By 2024, a cyberattack will so damage critical infrastructure that a member of the G20 will reciprocate with a declared physical attack.

While recent large-scale cybersecurity attacks on hospitals, governments and energy facilities have been considered crimes, the increasingly devastating fallout means they’ll soon be considered acts of war. An increase in regulation on a national level will highlight that enterprises cannot be solely responsible for limiting the scope of damage. Cyberattacks by non-state actors against critical infrastructure will eventually diminish in frequency and intensity as cybercriminals adjust to the reality of kinetic reprisals by military and intelligence agencies.

Prediction No. 8: Breakup with bad customers

By 2025, 75% of companies will “break up” with poor-fit customers as the cost of retaining them eclipses good-fit customer acquisition costs.

Organizations often accept poor-fit customers into the sales pipeline and attempt to retain them without adequately considering how costly those customers are for the organization. It costs time and money to satisfy poor-fit customers: for example, to customize offers or design solutions to suit them. As leaders understand more about those costs, they’ll become more comfortable with letting go of unproductive customers, given the drain on brand and long-term profits — not to mention the emotional toll on employees.
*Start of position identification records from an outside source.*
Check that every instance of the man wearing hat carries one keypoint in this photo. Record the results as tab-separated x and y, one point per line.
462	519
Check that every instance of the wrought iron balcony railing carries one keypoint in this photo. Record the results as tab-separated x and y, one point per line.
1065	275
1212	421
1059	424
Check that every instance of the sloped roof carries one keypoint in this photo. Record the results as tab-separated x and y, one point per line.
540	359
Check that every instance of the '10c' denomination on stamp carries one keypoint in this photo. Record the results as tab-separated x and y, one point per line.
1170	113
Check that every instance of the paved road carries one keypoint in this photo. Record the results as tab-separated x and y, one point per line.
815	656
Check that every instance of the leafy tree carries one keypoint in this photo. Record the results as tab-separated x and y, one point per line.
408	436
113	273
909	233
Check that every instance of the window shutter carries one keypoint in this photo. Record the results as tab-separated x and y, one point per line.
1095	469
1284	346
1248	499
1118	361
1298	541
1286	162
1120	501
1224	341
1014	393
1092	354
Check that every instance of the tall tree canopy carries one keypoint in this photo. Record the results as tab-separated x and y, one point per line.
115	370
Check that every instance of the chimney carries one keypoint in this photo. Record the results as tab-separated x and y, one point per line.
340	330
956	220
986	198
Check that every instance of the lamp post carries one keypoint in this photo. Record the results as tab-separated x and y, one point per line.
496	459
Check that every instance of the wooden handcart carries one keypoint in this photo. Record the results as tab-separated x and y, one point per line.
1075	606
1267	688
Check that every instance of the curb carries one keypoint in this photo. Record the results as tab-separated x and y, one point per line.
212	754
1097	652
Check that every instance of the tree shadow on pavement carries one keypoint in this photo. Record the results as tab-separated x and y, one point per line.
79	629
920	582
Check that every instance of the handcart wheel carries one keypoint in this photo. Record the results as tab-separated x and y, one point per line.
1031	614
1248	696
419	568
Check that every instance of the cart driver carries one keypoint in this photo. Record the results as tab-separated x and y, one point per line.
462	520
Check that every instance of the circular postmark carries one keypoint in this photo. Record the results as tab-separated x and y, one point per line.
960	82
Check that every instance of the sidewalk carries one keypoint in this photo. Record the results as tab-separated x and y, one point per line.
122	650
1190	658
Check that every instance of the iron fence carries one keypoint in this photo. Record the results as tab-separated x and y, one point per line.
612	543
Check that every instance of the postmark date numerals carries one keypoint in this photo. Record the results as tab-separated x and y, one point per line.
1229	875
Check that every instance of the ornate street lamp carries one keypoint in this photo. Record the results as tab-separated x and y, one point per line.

Prediction No. 9: Hyper-fixation on hyper-tokenization

By 2026, non-fungible token gamification will propel an enterprise into the top 10 highest valued companies.

Companies are quickly recognizing the potential of non-fungible tokens (NFTs) to grow business models and drive new revenue streams. Public blockchains are exponentially growing the ability to digitally connect value represented by tokens, bringing yet another wave of seemingly limitless opportunities in the digital world. Fungible and non-fungible tokens are driving a segment of this new phenomenon — called “hyper-tokenization.”

Prediction No. 10: More internet for less

By 2027, low-orbit satellites will extend internet coverage to an additional billion of the world’s poorest people, raising 50% of them out of poverty.

Establishing cellular bases in rural areas is expensive and inefficient. Low orbit satellites offer a cheaper, more flexible solution. They’re able to provide islands of connectivity, so networks can deploy directly where the customers are, rather than rolling out across a county in a linear fashion. Also, launching new satellites can be launched to address increased need. As the internet becomes more widely available, it will add billions of newly connected “netizens” shifting the internet in terms of content and culture.